Une nouvelle arme contre les circuits clandestins. La récente opération menée à Mèdédjonou en est une illustration. Grâce aux images fournies par un drone, des agents ont pu repérer des individus transportant du carburant frelaté à travers les palmeraies. Pris de court par cette surveillance aérienne, les suspects ont abandonné leur cargaison avant de prendre la fuite.
Au-delà de cette intervention, l’utilisation des drones traduit une évolution profonde des méthodes de contrôle. Les patrouilles terrestres, bien qu’indispensables, présentent des limites face à des contrebandiers qui connaissent parfaitement le terrain et exploitent les zones difficiles d’accès. Grâce à leur capacité à couvrir de larges espaces et à transmettre des images en temps réel, les drones permettent une détection plus rapide des mouvements suspects. Ils offrent aux agents des Douanes une meilleure capacité d’anticipation et facilitent le déploiement des équipes d’intervention.

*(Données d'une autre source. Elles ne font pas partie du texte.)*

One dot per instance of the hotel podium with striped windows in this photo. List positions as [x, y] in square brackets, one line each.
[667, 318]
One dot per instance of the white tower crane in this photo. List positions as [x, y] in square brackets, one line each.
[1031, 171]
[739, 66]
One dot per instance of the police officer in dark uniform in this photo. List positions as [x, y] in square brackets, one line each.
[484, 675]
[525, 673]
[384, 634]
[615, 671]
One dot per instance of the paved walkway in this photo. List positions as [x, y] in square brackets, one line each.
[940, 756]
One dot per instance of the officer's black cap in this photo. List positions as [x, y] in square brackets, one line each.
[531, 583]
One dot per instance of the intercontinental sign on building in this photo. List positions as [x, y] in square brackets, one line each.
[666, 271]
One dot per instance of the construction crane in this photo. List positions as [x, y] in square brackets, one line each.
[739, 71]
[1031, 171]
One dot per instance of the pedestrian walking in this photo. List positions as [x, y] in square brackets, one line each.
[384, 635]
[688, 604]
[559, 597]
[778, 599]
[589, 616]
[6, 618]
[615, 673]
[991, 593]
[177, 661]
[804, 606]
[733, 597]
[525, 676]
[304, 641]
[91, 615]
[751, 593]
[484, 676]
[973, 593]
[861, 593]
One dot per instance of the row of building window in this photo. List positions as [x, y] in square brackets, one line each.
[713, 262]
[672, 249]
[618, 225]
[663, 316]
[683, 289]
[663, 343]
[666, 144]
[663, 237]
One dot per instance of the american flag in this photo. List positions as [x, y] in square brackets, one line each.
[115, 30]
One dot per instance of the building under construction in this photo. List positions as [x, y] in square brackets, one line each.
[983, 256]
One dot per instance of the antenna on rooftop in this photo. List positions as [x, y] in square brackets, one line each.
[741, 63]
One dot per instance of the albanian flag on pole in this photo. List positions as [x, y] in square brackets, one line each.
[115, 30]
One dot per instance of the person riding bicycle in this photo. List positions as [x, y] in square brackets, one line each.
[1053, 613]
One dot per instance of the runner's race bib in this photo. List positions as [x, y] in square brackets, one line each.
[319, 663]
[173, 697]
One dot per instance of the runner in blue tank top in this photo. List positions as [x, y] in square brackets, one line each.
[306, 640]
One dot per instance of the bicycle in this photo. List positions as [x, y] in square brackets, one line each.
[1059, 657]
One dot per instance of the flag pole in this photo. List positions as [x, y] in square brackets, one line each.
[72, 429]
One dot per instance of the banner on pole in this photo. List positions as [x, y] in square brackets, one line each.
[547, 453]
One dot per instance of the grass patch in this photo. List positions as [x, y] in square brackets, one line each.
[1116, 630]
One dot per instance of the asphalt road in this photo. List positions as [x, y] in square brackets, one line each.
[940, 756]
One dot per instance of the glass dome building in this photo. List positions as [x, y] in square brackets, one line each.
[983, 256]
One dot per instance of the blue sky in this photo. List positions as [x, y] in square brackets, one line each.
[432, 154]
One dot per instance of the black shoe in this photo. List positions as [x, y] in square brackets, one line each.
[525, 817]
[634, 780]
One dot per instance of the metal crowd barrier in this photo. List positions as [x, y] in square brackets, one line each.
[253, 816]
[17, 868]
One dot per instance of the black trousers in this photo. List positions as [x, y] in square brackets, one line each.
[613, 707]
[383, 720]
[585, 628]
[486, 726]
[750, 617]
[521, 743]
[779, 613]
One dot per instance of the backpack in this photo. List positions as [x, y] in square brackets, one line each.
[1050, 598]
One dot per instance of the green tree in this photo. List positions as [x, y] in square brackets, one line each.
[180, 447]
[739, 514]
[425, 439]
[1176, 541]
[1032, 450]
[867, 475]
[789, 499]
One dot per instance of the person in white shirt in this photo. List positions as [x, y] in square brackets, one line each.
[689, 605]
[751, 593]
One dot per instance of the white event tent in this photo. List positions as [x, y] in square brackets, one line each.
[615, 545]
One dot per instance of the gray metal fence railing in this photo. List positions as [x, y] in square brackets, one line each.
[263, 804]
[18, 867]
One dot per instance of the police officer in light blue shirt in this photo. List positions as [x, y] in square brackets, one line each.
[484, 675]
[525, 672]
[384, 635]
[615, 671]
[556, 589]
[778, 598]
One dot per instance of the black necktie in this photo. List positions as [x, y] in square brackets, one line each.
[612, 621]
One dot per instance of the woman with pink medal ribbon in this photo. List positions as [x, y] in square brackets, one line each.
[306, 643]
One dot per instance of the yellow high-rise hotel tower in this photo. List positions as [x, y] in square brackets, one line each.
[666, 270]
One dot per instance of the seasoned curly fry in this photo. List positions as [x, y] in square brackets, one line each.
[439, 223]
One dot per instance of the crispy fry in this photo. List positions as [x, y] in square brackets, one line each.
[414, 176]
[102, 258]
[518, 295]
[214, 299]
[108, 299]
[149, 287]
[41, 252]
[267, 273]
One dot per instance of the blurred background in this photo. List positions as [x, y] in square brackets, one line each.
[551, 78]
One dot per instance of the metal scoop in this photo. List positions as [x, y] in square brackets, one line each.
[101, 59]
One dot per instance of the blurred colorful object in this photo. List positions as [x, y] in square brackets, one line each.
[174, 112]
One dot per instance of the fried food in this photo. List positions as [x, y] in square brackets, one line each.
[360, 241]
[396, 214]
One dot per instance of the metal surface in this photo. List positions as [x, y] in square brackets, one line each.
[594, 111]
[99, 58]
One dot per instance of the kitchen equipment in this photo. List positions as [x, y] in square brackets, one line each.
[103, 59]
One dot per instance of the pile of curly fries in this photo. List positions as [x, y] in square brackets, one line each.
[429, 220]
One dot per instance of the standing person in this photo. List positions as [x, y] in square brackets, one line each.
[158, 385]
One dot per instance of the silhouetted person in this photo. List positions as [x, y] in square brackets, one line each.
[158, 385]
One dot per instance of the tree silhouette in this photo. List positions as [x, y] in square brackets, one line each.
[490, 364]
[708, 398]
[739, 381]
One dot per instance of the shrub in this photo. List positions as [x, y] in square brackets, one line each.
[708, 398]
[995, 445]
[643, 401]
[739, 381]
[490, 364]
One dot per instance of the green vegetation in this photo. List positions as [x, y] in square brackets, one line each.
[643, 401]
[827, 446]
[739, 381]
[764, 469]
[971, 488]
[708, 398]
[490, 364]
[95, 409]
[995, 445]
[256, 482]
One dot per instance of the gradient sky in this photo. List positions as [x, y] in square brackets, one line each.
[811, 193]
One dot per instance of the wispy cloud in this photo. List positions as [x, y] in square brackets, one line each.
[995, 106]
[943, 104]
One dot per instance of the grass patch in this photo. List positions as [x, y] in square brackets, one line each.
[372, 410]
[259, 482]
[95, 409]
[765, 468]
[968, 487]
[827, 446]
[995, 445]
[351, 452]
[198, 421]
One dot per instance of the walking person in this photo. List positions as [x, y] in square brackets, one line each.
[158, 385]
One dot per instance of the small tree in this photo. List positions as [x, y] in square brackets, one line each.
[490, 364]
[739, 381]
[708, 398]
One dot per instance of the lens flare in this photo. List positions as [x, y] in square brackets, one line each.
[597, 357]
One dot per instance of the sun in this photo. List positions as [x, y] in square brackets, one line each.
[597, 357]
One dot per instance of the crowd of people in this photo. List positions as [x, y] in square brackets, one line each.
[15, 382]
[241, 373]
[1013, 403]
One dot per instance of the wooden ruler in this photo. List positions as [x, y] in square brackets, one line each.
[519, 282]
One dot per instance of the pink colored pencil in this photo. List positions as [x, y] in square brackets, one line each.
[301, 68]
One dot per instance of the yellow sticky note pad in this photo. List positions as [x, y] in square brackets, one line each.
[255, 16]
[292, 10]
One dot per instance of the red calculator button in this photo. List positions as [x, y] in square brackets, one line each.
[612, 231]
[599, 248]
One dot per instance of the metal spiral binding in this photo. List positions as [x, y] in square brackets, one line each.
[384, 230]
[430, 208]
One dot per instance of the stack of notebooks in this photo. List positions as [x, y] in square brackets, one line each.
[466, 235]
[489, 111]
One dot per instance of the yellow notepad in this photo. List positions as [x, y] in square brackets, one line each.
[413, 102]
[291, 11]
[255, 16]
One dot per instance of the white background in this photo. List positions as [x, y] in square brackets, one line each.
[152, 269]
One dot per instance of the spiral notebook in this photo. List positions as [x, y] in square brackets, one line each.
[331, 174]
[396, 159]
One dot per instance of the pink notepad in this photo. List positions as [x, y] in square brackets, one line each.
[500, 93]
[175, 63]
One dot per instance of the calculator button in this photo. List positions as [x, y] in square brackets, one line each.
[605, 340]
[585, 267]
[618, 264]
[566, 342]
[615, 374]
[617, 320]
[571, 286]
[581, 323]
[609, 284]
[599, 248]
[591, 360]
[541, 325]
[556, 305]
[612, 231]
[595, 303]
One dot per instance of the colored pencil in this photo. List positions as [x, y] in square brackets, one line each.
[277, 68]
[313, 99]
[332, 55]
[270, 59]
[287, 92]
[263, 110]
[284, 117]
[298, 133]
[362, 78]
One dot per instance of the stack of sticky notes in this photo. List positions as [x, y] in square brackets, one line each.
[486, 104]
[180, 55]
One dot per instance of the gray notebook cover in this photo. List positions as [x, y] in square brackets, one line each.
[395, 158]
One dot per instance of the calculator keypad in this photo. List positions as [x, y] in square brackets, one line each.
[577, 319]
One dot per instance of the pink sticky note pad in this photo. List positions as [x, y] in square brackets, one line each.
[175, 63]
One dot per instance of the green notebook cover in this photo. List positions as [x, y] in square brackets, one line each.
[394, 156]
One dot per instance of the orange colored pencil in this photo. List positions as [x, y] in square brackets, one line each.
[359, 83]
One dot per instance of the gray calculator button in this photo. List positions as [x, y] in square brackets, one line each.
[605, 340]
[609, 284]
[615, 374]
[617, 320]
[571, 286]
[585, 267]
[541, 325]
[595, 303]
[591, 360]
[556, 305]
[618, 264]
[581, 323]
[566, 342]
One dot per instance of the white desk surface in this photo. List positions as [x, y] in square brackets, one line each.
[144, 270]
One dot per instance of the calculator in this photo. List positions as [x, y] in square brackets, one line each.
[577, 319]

Le défi de l’interception et du démantèlement des réseaux
Si les drones constituent un outil précieux de renseignement, des observateurs pensent que leur efficacité dépendra aussi de la rapidité des interventions au sol. Repérer les fraudeurs n’est qu’une première étape ; il faut ensuite pouvoir les intercepter, saisir les marchandises et identifier les responsables des réseaux. Cette nouvelle approche devra donc s’appuyer sur une meilleure coordination entre les services de sécurité, un partage efficace des informations et des moyens adaptés pour agir rapidement sur le terrain.
Le recours aux drones marque ainsi un tournant pour les Douanes béninoises. Il témoigne d’une volonté de passer d’une surveillance essentiellement terrestre à une surveillance technologique, plus précise et plus réactive, afin de rendre la tâche plus difficile aux fraudeurs et de renforcer le contrôle du territoire.
Cette innovation pourrait également renforcer la protection des recettes douanières. Sur le plan économique, cette initiative vise aussi à protéger les recettes de l’État. La contrebande de carburant, de marchandises ou d’autres produits prive le Trésor public de droits de douane et crée une concurrence déloyale pour les opérateurs économiques qui respectent les règles.
Toutefois, si cette technologie a un effet dissuasif, elle soulève également des défis. Les fraudeurs pourraient développer de nouvelles stratégies pour contourner cette surveillance. Les autorités ne doivent donc pas considérer cette technologie comme une victoire définitive. Le combat est loin d’être gagné et appelle à une vigilance constante.